Из столовой они проследовали через коридор к буфетным, кухне и помещениям для прислуги. Еще час прошел, пока их привели в последнюю комнату этой экскурсии, кабинет за фойе. Они вошли. Стол располагался против широких окон. Вся стена за столом представляла собой встроенные книжные шкафы, где на каждой полке было изобилие старинных книг. Одна книга лежала раскрытая на столе.
— Не думаю, что я когда-либо видела так много книг в одном месте, даже в музее в Новом Ойсине, — пробормотала Эмили.
— Это музей, и они воссоздали обстановку, которая здесь была до того, как Бирнедота убили.
— Верно.
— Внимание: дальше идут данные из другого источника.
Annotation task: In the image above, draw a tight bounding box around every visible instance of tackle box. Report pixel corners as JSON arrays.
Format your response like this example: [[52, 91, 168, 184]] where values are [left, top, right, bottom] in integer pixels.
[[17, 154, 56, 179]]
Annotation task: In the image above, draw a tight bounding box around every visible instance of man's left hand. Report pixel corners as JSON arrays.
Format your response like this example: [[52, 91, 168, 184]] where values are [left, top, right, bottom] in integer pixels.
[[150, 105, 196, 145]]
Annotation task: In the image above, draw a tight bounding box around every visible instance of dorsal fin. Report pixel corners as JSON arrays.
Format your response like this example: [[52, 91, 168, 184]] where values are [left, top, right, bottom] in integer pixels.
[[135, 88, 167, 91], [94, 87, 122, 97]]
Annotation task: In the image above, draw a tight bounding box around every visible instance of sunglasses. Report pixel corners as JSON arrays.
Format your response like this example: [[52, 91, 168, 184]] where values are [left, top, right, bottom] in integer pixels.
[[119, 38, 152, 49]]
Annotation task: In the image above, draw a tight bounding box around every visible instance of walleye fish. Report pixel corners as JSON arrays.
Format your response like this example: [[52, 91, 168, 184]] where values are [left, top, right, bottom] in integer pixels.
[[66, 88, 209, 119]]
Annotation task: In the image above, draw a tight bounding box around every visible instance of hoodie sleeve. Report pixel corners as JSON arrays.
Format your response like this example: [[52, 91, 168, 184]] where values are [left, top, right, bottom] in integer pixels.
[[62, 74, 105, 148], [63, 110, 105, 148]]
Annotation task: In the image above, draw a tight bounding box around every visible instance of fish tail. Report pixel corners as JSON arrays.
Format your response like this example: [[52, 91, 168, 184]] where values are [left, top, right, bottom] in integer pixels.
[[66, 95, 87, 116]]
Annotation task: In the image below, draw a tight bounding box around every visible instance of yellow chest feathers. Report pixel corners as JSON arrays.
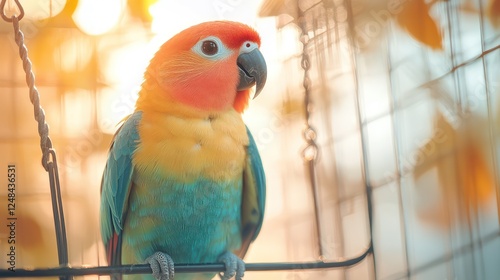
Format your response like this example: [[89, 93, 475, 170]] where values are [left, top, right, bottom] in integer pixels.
[[133, 111, 249, 182]]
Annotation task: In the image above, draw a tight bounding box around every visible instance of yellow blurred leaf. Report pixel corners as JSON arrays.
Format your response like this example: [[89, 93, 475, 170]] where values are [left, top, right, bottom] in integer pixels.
[[487, 0, 500, 28], [128, 0, 158, 22], [413, 113, 495, 226], [396, 0, 443, 50]]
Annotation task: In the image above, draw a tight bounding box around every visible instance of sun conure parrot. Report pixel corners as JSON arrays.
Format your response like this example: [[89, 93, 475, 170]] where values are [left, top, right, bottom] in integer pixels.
[[101, 21, 267, 280]]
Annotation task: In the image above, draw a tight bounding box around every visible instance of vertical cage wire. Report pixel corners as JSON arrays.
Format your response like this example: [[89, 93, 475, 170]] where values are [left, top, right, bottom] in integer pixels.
[[278, 1, 500, 279]]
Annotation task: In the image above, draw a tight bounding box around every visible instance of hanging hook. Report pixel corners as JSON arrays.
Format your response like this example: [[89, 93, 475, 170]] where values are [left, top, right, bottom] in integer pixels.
[[0, 0, 24, 22]]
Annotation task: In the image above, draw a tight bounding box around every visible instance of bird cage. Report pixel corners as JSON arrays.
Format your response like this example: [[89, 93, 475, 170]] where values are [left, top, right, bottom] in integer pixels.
[[0, 0, 500, 280]]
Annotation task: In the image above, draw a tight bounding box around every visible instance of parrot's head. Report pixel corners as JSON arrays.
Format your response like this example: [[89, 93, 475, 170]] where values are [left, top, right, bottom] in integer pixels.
[[141, 21, 267, 112]]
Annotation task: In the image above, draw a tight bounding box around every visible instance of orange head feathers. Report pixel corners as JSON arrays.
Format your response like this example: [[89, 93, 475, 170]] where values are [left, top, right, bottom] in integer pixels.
[[137, 21, 266, 115]]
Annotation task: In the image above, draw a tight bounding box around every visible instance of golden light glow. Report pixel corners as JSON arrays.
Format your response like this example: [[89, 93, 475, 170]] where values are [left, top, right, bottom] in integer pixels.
[[73, 0, 126, 35]]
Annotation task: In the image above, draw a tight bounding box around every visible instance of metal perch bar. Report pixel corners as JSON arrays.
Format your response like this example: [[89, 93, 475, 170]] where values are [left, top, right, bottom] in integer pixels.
[[0, 246, 372, 278]]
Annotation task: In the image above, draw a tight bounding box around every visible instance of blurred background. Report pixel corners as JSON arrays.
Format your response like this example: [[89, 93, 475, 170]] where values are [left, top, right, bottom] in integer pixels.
[[0, 0, 500, 280]]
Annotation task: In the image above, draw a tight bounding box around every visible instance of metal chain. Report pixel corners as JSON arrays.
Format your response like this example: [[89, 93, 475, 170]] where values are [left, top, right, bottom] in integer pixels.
[[0, 0, 68, 280], [0, 0, 24, 22], [299, 12, 324, 259]]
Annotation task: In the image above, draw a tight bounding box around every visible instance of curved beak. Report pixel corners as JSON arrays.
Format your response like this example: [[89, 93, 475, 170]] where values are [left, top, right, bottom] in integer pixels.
[[237, 49, 267, 98]]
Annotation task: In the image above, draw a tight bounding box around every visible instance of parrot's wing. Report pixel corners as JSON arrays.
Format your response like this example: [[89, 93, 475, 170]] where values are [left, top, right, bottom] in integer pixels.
[[236, 127, 266, 258], [101, 112, 141, 265]]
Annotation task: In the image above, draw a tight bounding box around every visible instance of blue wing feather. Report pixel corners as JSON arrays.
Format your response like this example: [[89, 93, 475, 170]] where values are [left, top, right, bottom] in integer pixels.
[[247, 127, 266, 241], [101, 112, 141, 256]]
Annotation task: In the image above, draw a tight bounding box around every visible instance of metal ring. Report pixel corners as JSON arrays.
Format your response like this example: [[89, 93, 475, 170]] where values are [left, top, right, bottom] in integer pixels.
[[0, 0, 24, 22]]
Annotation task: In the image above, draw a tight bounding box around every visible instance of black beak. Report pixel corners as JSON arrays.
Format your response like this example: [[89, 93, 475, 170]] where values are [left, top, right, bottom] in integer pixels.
[[237, 49, 267, 98]]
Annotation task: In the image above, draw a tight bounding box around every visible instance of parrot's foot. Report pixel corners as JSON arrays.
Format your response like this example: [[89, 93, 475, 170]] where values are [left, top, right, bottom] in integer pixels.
[[146, 252, 174, 280], [219, 252, 245, 280]]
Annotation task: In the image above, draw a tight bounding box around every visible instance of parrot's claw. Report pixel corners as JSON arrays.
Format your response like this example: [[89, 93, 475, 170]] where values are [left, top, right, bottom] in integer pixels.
[[219, 252, 245, 280], [146, 252, 174, 280]]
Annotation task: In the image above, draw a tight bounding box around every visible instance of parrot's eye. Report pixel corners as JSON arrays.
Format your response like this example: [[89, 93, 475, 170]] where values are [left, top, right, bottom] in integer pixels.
[[191, 36, 231, 61], [201, 40, 219, 56]]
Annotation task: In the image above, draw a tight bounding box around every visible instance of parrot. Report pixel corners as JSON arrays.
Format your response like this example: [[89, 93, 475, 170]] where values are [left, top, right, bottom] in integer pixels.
[[100, 20, 267, 280]]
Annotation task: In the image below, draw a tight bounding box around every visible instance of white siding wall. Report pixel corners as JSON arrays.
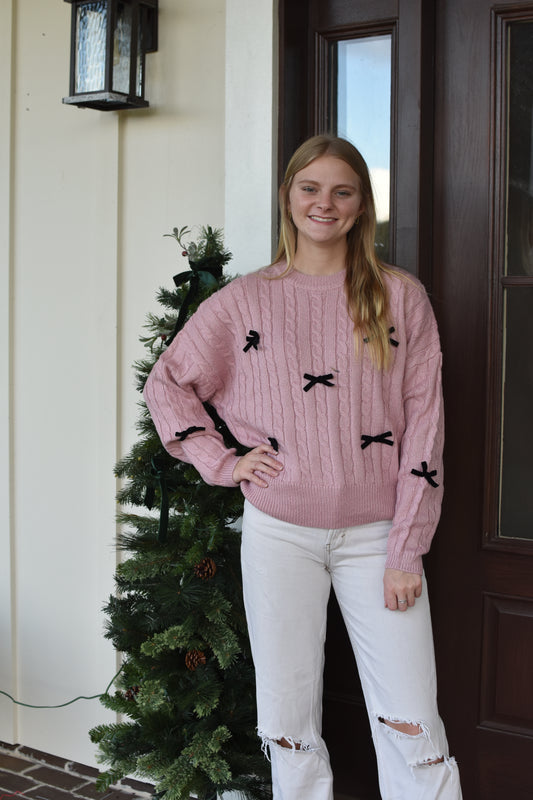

В таком виде он все и оставил, когда уехал выступать перед ассамблеей, — вмешался гид из-за дверей в фойе. — Его жена заперла кабинет и никогда больше ничего здесь не касалась. — Он повернулся прочь, чтобы приветствовать новых посетителей, вступивших в дом с парадной веранды.
— Вы получите наилучшее представление, на что похож Скальный Шпиль, если…
Ван обошел стол, перегнулся над бархатными шнурами и напряг глаза, чтобы рассмотреть последние записи в том, что, очевидно, было дневником.
…15 Секста… ничего не остается, разве что еще раз попытаться убедить их глядеть в будущее, а не в прошлое. Нам всем жить в одной Галактике, какими бы ни были наше воспитание и внешность. В конечном счете, никто не будет властвовать над теми, кто этого не желает. Я пытался сделать из Готланда мир, где угнетения меньше, а справедливости больше, нежели где-либо в сфере влияния Ардженти… и мой успех может привести к моему концу. Увидим.
И больше ничего.
Ван выпрямился и кивнул самому себе. Он понимал, как написанное Бирнедотом можно истолковать в пользу Скандийского сепаратизма, но, если учесть сказанное полковником Марти, в альтернативе оказывалось еще больше смысла. Еще раз жизнь напомнила ему, как легко люди видят то, что желают увидеть.
А не видел ли и он то, что желал? Ван не думал так, потому что у него просто неоткуда было взяться пристрастности касательно истории Готланда. Зато имелось пристрастие пытаться придавать всему смысл, впрочем, возможно, это еще больший предрассудок, чем идеология.
— О чем вы думаете? — Голос Эмили звучал спокойно.